Christophe Galfard, jeune chercheur prometteur de la physique quantique (diplômé de mathématiques avancés à l'université de Paris, ingénieur de l'Ecole Centrale des Arts et Manufactures de Paris et possesseur d'un certificat d'études mathématiques avancées de l'université de Cambridge, où il prépare actuellement un PhD sous la direction du professeur Stephen W. Hawking), co-auteur de "George's Secret Key to the Universe" (à paraître en Octobre chez "Simon & Schuster Children's Publishing"), apparaît sur scène dans la sobriété de sa blouse blanche. Un simple Power Point, un peu de musique et beaucoup de pédagogie et d'humour... Et le tour est joué ! Nous voilà transportés dans l'infiniement petit, au delà de l'atome, jusqu'à la particule élémentaire, les quarks.

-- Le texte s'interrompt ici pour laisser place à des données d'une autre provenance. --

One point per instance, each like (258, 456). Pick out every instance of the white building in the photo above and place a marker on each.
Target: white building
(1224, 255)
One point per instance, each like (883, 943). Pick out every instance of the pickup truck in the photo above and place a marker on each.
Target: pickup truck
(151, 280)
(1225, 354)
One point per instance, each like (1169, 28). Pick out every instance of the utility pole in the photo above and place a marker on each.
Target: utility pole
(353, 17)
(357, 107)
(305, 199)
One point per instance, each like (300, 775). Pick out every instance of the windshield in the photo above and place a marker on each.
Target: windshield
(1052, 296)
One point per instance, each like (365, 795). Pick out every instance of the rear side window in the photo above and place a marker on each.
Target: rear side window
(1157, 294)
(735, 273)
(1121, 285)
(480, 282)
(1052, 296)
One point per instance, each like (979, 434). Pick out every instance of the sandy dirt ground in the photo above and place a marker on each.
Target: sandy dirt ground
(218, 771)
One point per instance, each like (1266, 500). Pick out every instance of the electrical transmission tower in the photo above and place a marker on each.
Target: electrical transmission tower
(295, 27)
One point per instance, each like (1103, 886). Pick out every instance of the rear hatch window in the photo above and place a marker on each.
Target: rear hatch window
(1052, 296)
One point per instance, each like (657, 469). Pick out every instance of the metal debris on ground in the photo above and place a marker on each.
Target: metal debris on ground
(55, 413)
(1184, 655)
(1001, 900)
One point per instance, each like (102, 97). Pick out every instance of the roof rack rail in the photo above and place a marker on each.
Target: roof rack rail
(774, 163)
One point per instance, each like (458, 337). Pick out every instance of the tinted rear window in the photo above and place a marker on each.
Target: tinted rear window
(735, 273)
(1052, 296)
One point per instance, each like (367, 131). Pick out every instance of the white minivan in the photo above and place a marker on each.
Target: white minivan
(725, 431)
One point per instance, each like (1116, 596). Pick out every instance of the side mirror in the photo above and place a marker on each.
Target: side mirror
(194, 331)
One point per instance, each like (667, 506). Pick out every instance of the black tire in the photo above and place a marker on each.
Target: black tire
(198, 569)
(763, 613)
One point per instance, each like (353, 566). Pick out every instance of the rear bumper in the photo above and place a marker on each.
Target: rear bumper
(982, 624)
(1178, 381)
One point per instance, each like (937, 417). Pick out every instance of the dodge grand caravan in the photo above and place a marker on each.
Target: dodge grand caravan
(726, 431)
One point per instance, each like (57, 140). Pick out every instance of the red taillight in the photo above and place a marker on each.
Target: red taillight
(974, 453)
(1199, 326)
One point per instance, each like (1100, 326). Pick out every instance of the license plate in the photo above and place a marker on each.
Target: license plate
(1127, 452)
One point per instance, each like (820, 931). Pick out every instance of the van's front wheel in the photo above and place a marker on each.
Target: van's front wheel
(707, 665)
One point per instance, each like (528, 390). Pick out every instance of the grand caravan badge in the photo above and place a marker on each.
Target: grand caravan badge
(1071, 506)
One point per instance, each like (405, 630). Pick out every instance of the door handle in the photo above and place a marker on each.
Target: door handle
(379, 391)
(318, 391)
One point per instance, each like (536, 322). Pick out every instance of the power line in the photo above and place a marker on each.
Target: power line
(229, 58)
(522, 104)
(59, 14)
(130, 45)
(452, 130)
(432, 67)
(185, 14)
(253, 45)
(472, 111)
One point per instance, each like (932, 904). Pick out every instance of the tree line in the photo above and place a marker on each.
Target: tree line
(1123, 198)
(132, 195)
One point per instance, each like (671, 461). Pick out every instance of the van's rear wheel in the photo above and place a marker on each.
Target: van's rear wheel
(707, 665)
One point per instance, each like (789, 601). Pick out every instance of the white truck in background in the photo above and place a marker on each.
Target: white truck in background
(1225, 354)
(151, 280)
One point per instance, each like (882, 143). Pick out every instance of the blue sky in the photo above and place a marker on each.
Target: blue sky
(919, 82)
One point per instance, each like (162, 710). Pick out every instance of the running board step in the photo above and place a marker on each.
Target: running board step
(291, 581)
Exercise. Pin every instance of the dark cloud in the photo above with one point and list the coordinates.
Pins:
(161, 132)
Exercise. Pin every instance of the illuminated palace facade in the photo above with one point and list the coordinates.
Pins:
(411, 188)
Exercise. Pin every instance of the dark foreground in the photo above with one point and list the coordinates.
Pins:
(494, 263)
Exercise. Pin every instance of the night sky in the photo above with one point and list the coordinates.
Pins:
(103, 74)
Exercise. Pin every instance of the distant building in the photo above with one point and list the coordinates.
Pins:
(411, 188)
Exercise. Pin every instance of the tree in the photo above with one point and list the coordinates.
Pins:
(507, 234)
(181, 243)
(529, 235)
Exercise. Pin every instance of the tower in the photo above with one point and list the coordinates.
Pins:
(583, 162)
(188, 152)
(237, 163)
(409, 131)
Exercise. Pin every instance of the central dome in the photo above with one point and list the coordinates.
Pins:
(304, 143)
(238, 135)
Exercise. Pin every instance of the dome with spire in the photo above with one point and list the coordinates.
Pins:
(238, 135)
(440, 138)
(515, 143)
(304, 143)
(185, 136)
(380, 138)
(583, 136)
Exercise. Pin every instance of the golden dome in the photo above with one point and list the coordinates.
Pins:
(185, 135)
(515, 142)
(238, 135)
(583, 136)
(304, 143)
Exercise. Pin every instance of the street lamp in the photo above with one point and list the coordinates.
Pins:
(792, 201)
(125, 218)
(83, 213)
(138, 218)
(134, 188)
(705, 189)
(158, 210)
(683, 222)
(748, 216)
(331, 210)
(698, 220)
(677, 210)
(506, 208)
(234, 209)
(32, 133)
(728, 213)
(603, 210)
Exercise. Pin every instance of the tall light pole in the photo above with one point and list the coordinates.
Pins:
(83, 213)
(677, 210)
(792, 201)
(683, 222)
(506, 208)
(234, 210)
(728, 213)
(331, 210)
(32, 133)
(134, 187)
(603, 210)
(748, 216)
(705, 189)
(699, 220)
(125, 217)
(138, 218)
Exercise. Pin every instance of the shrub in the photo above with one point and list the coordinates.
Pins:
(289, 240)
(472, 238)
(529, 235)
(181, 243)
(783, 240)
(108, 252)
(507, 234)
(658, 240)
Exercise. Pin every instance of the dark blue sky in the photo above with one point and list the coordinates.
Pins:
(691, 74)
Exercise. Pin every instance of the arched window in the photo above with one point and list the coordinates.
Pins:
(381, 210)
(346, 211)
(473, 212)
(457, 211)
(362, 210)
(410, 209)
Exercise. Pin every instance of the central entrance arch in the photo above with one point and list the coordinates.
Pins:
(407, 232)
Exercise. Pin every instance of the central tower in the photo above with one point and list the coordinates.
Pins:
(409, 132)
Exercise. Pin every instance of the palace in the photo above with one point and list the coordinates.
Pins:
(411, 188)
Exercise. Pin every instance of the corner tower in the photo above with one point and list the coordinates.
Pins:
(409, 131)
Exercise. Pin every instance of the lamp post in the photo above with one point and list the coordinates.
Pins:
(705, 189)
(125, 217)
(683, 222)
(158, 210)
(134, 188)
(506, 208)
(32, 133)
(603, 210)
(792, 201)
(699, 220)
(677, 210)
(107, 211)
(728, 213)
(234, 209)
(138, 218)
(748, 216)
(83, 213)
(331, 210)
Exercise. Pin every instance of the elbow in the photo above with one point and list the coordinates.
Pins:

Christophe Galfard nous apprend alors comment, aux grès des hasards de la sciences, les physiciens font la découverte de l'antimatière. Le concept, que beaucoup ont découvert dans sa version vulgarisée à travers le roman de Dan Brown "Anges et Démons", paraît insensé : les particules élémentaires auraient des "frères jumeaux" contraires, les antiparticules, qui, en contact avec la matière, s'anihileraient mutuellement pour laisser place à de l'énergie pure, énergie qui aurait donné naissance à l'univers.

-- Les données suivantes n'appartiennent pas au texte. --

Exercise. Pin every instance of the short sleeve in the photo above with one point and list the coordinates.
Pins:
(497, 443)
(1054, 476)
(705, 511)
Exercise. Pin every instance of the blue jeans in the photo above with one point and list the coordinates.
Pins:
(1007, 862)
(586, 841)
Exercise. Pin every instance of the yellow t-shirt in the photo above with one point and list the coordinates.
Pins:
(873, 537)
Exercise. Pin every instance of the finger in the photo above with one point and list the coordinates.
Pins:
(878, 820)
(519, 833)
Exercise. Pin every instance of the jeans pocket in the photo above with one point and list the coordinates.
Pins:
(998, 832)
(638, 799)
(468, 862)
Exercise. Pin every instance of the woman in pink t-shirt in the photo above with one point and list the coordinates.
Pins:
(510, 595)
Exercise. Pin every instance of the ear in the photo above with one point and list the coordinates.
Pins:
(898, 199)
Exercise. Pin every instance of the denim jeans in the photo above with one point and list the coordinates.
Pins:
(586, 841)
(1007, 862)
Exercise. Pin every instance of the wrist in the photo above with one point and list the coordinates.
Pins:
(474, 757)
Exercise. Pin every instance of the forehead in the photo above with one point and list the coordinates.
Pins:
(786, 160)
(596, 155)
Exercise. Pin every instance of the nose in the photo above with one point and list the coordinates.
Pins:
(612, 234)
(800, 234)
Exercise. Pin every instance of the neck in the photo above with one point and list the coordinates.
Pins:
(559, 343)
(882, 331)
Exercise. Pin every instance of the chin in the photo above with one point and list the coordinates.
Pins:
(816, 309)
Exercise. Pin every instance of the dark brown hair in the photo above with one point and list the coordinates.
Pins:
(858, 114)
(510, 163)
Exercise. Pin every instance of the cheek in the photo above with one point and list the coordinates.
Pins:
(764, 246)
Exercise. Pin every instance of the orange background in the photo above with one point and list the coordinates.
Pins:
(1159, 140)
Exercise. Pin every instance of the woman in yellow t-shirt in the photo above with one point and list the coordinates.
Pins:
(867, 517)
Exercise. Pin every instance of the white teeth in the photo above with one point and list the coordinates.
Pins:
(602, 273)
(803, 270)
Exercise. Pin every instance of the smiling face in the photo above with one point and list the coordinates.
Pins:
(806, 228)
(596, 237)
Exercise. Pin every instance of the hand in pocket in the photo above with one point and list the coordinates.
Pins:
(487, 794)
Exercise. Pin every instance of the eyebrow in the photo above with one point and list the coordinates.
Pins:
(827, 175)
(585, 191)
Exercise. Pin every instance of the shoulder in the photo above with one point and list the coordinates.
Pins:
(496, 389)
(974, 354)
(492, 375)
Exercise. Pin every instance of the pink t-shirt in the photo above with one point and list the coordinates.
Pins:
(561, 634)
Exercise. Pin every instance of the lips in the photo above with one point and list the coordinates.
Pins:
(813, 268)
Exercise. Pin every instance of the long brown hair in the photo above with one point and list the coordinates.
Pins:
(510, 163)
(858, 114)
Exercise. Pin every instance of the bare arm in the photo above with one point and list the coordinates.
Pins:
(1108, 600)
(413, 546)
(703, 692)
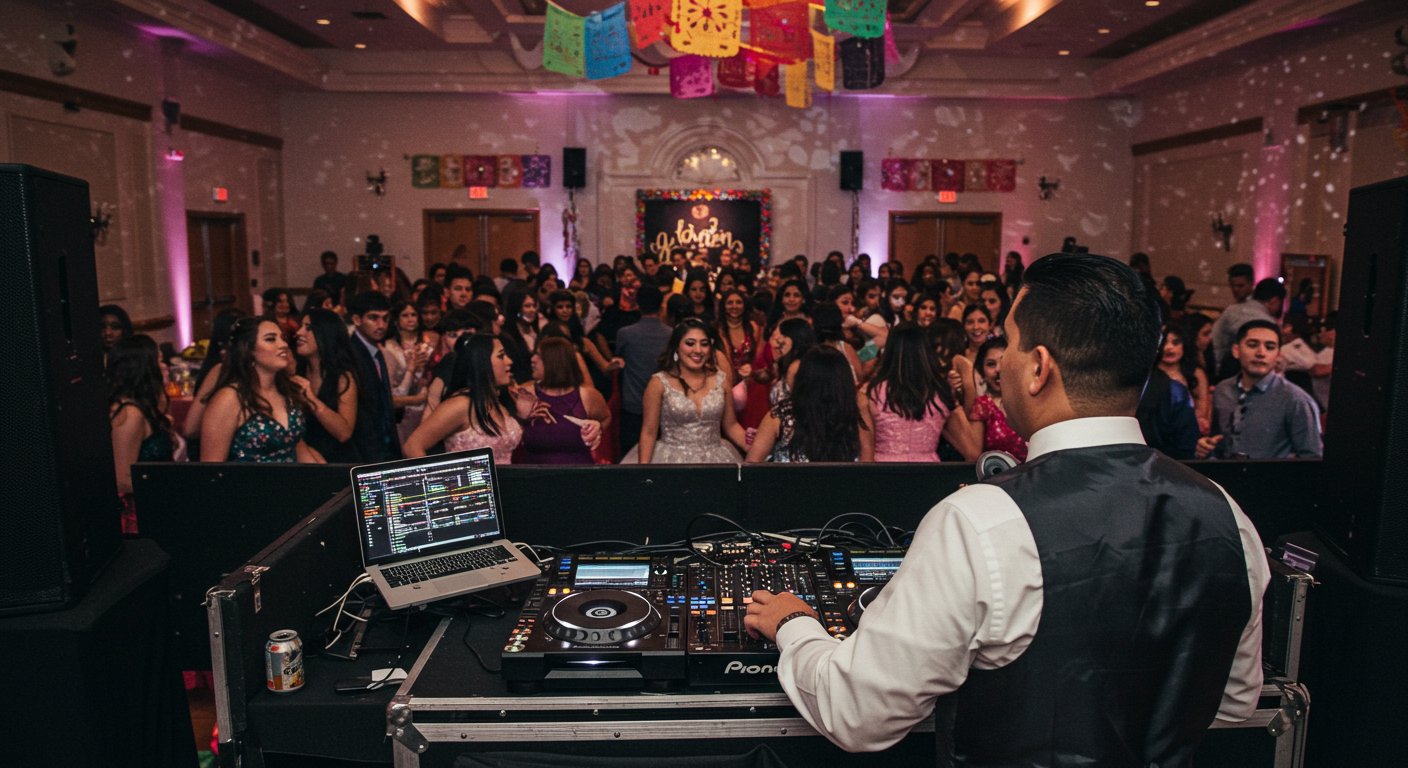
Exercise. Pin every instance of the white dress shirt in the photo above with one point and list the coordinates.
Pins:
(969, 593)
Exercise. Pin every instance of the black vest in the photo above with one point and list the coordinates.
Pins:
(1145, 598)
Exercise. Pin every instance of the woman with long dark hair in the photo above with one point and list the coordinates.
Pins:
(910, 402)
(135, 410)
(256, 413)
(575, 412)
(687, 409)
(209, 374)
(280, 307)
(114, 324)
(480, 413)
(1179, 361)
(328, 382)
(821, 420)
(738, 333)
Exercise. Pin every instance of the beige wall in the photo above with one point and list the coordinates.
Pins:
(124, 158)
(635, 143)
(1294, 192)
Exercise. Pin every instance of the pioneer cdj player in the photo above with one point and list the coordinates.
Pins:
(656, 623)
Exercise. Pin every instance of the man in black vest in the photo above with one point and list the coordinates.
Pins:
(1098, 605)
(375, 430)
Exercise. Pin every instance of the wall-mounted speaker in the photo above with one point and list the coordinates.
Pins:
(65, 522)
(1366, 438)
(852, 171)
(573, 166)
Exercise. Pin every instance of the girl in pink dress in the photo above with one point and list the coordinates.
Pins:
(480, 412)
(997, 434)
(911, 405)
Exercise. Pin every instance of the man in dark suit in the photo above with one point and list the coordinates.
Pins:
(375, 431)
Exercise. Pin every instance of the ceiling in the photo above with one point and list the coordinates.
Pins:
(1083, 47)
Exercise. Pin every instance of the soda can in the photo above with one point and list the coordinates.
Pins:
(283, 661)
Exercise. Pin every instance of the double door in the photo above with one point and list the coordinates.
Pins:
(479, 238)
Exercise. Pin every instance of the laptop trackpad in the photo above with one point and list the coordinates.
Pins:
(465, 581)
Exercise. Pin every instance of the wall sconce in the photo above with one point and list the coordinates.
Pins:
(100, 220)
(376, 185)
(1222, 230)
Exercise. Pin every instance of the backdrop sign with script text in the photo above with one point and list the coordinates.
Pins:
(704, 219)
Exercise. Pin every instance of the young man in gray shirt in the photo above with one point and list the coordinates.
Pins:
(639, 345)
(1258, 413)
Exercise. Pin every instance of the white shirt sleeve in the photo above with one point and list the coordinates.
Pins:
(1245, 681)
(969, 593)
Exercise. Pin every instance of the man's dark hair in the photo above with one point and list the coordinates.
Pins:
(1253, 324)
(368, 300)
(649, 298)
(1096, 317)
(461, 320)
(1267, 289)
(458, 272)
(487, 313)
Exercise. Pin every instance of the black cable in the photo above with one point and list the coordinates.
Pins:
(465, 640)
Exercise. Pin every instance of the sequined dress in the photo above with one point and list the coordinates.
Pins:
(262, 438)
(689, 433)
(503, 444)
(899, 438)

Aujourd'hui, l'existence de l'antimatière est avérée - elle est même utilisée à diverses fins médicales et scientifiques. Pourtant, une question reste en suspend : pourquoi l'univers contient-il plus de matière que d'anti-matière; pourquoi l'antimatière n'a-t-elle pas totalement anihilé la matière? Pourquoi ce déséquilibre a-t-il permis la subsistance de l'univers... Et notre apparition? A cette question, la lumière décroit et rougit, et Christopher Galfard laisse le champs libre à la musique, tuba et contrebasse.

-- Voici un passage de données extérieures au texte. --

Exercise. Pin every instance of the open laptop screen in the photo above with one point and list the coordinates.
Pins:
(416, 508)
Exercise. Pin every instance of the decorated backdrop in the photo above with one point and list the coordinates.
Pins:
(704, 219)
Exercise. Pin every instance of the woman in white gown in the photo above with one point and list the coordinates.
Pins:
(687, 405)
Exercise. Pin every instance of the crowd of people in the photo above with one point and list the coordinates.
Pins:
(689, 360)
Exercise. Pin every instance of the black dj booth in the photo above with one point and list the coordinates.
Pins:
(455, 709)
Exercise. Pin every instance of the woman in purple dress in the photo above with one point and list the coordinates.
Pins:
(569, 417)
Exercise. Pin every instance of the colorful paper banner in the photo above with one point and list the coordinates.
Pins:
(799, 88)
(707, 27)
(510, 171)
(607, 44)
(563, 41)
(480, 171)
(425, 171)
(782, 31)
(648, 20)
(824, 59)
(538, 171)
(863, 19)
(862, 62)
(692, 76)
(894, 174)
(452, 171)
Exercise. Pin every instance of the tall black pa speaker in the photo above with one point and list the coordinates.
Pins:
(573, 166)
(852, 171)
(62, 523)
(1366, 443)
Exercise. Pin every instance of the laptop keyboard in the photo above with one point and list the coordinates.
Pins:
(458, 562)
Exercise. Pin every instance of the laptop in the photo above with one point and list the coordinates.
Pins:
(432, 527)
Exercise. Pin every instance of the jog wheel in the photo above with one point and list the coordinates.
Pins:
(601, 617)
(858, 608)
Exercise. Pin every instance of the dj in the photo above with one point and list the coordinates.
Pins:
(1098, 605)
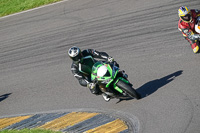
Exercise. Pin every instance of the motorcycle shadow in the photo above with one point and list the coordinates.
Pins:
(152, 86)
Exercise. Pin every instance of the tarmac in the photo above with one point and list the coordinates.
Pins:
(67, 122)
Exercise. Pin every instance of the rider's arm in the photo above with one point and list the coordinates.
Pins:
(97, 54)
(78, 75)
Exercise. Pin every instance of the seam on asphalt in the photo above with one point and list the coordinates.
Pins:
(70, 122)
(29, 10)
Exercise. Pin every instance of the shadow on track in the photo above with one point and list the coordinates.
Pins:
(152, 86)
(3, 97)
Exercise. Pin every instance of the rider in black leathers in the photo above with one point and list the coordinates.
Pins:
(78, 64)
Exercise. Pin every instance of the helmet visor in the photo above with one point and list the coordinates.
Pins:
(186, 17)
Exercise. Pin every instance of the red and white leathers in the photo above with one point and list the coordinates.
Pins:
(188, 30)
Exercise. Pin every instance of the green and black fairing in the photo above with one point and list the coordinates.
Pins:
(86, 64)
(112, 80)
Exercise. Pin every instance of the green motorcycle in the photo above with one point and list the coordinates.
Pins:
(111, 81)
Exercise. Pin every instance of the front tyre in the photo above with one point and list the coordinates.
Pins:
(128, 89)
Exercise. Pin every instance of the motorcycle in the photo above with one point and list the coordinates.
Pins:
(195, 46)
(111, 82)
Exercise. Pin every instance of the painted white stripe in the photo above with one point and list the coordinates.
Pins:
(33, 9)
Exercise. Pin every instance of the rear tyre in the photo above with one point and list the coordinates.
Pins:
(128, 89)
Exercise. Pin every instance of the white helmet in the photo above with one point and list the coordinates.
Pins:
(102, 71)
(75, 53)
(197, 25)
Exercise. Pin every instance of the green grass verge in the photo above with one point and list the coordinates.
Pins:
(13, 6)
(29, 131)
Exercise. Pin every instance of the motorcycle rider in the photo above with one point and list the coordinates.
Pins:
(186, 25)
(84, 60)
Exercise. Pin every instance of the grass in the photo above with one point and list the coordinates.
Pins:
(29, 131)
(8, 7)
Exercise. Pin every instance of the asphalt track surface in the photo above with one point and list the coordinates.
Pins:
(141, 35)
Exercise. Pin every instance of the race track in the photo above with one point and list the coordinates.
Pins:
(141, 35)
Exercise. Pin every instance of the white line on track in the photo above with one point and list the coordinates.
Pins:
(33, 9)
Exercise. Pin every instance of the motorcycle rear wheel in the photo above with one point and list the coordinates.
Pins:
(127, 88)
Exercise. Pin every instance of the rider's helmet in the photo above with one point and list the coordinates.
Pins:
(75, 53)
(185, 14)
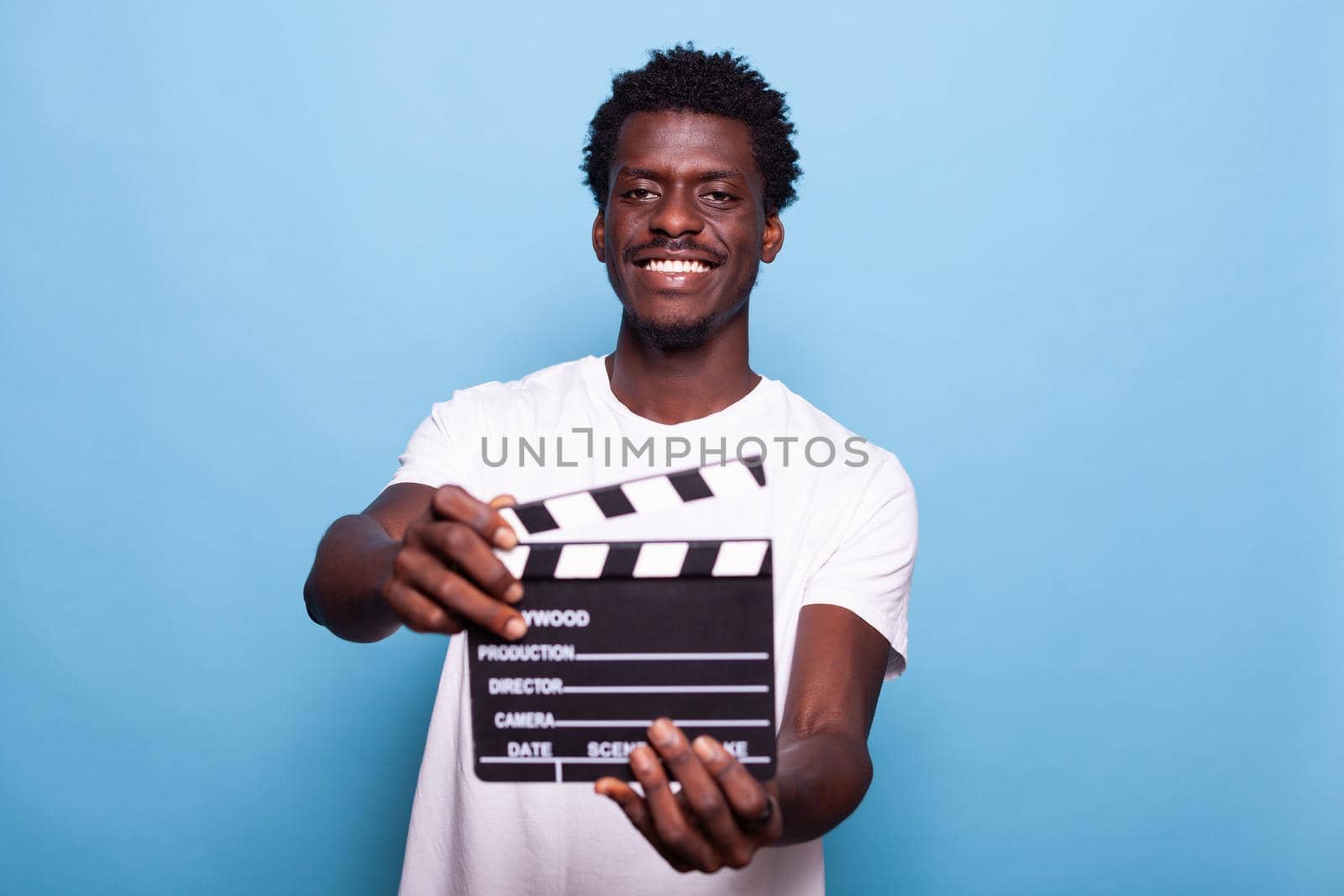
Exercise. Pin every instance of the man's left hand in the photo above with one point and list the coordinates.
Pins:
(722, 815)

Parfois, seul l'art a les réponses....
2 commentaires:
Quel est donc cette "Université de Hawking" au Canada mentionnée dans votre article et qui demeure introuvable sur le net ?
Je n'ai trouvé qu'une seule référence : ce serait un autre nom pour le "Massachusetts Institute of Technology" qui n'est pas au Canada...
Bonjour Jean-Marc,
Autant pour moi, Christophe Galfard n'a pas fait ses études à l'"université de Hawking", mais bien à l'université de Cambridge, où il prépare actuellement un PhD sous la direction du professeur Hawking : (http://www.hawking.org.uk/)
Merci de votre commentaire, j'ai amendé l'article comme il se devait.